Documentation/md-cluster.txt - kernel/bruno - Git at Google

 The cluster MD is a shared-device RAID for a cluster.


 1. On-disk format

 Separate write-intent-bitmap are used for each cluster node.
 The bitmaps record all writes that may have been started on that node,
 and may not yet have finished. The on-disk layout is:

 0                    4k                     8k                    12k
 -------------------------------------------------------------------
 | idle                | md super            | bm super [0] + bits |
 | bm bits[0, contd]   | bm super[1] + bits  | bm bits[1, contd]   |
 | bm super[2] + bits  | bm bits [2, contd]  | bm super[3] + bits  |
 | bm bits [3, contd]  |                     |                     |

 During "normal" functioning we assume the filesystem ensures that only one
 node writes to any given block at a time, so a write
 request will
  - set the appropriate bit (if not already set)
  - commit the write to all mirrors
  - schedule the bit to be cleared after a timeout.

 Reads are just handled normally.  It is up to the filesystem to
 ensure one node doesn't read from a location where another node (or the same
 node) is writing.


 2. DLM Locks for management

 There are two locks for managing the device:

 2.1 Bitmap lock resource (bm_lockres)

  The bm_lockres protects individual node bitmaps.
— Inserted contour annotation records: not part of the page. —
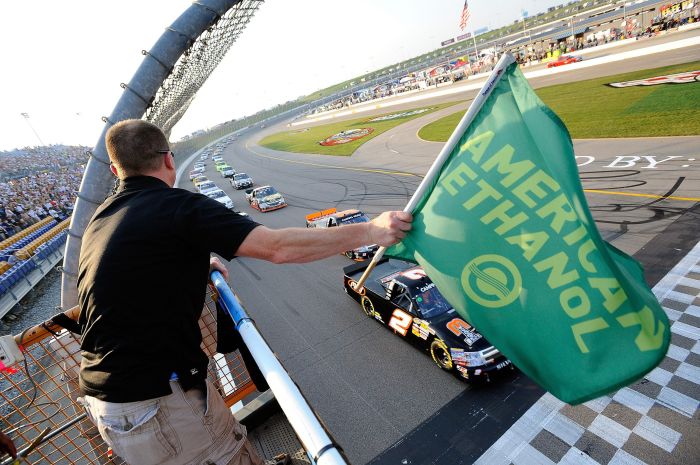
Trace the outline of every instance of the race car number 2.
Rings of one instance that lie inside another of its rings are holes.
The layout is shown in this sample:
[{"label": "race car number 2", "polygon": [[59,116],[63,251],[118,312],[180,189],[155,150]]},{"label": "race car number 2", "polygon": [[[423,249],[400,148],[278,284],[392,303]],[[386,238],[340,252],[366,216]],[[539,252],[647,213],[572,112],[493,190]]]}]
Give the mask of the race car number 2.
[{"label": "race car number 2", "polygon": [[394,313],[391,314],[389,327],[402,336],[405,336],[408,332],[408,328],[411,327],[411,323],[413,323],[413,317],[400,308],[397,308],[394,310]]}]

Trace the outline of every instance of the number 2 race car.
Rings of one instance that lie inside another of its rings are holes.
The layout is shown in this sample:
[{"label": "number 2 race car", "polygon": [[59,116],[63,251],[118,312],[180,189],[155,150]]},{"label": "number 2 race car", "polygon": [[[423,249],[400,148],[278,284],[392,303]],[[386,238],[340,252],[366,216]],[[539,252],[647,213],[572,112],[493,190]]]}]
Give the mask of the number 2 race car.
[{"label": "number 2 race car", "polygon": [[470,379],[486,379],[513,364],[440,294],[422,268],[402,260],[382,259],[358,293],[357,280],[367,268],[343,269],[345,292],[374,318],[419,349],[429,352],[443,370]]},{"label": "number 2 race car", "polygon": [[[360,210],[336,211],[335,208],[321,210],[316,213],[306,215],[307,228],[332,228],[352,223],[366,223],[369,221],[367,215]],[[363,245],[353,250],[345,251],[345,256],[356,261],[367,260],[374,257],[379,246],[377,244]]]}]

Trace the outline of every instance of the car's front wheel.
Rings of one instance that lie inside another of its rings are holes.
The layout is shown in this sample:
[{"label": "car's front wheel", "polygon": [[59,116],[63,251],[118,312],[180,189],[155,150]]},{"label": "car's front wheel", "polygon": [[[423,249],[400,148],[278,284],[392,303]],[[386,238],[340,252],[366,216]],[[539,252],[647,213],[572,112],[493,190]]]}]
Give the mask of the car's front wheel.
[{"label": "car's front wheel", "polygon": [[362,305],[362,310],[365,311],[365,315],[367,315],[370,318],[374,317],[374,304],[372,303],[372,300],[369,297],[363,295],[362,300],[360,301],[360,305]]},{"label": "car's front wheel", "polygon": [[433,361],[443,370],[451,371],[454,364],[450,356],[450,349],[441,339],[435,339],[430,344],[430,356]]}]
They are named in the
  form bitmap001 for node 1, bitmap002 for node and so on. When a node
  joins the cluster, it acquires the lock in PW mode and it stays so
  during the lifetime the node is part of the cluster. The lock resource
  number is based on the slot number returned by the DLM subsystem. Since
  DLM starts node count from one and bitmap slots start from zero, one is
  subtracted from the DLM slot number to arrive at the bitmap slot number.

 3. Communication

 Each node has to communicate with other nodes when starting or ending
 resync, and metadata superblock updates.

 3.1 Message Types

  There are 3 types, of messages which are passed

  3.1.1 METADATA_UPDATED: informs other nodes that the metadata has been
    updated, and the node must re-read the md superblock. This is performed
    synchronously.

  3.1.2 RESYNC: informs other nodes that a resync is initiated or ended
    so that each node may suspend or resume the region.
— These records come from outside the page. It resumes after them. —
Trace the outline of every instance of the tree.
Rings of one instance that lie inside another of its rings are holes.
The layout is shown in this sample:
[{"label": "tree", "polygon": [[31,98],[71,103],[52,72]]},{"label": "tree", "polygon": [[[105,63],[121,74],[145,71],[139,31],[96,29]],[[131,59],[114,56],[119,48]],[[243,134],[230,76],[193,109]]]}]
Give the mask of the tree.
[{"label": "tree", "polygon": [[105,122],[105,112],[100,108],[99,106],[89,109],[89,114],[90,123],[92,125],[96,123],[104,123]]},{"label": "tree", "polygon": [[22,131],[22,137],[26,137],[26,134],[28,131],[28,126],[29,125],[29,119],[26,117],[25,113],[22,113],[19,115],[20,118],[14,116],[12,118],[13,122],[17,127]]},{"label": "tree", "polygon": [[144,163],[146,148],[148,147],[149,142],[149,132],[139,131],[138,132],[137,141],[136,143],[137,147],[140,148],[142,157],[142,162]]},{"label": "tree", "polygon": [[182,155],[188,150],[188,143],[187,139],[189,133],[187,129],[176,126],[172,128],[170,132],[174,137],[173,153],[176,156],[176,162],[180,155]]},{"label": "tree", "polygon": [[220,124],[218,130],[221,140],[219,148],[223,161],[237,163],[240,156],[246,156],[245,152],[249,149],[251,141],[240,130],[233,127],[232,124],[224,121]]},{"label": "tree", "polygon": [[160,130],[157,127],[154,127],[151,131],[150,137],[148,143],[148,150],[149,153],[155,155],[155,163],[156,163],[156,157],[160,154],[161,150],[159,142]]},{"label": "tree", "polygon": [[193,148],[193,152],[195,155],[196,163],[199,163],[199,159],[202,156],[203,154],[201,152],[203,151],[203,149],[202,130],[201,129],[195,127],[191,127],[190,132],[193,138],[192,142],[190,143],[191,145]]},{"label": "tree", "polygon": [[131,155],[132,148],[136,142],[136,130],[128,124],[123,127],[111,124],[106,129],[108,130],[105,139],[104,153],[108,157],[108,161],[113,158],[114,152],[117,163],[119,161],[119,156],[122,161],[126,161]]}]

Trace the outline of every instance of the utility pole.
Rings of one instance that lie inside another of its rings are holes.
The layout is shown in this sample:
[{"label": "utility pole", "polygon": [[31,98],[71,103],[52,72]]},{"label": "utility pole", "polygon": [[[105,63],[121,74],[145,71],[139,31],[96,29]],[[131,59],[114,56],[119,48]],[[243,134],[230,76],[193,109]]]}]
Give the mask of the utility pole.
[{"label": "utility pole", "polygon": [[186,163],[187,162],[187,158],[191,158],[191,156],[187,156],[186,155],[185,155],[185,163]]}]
 3.2 Communication mechanism

  The DLM LVB is used to communicate within nodes of the cluster. There
  are three resources used for the purpose:

   3.2.1 Token: The resource which protects the entire communication
    system. The node having the token resource is allowed to
    communicate.

   3.2.2 Message: The lock resource which carries the data to
    communicate.

   3.2.3 Ack: The resource, acquiring which means the message has been
    acknowledged by all nodes in the cluster. The BAST of the resource
    is used to inform the receive node that a node wants to communicate.

 The algorithm is:

  1. receive status

    sender                         receiver                   receiver
    ACK:CR                          ACK:CR                     ACK:CR

  2. sender get EX of TOKEN
     sender get EX of MESSAGE
     sender                        receiver                 receiver
     TOKEN:EX                       ACK:CR                   ACK:CR
     MESSAGE:EX
     ACK:CR

     Sender checks that it still needs to send a message. Messages received
     or other events that happened while waiting for the TOKEN may have made
     this message inappropriate or redundant.

  3. sender write LVB.
     sender down-convert MESSAGE from EX to CW
     sender try to get EX of ACK
     [ wait until all receiver has *processed* the MESSAGE ]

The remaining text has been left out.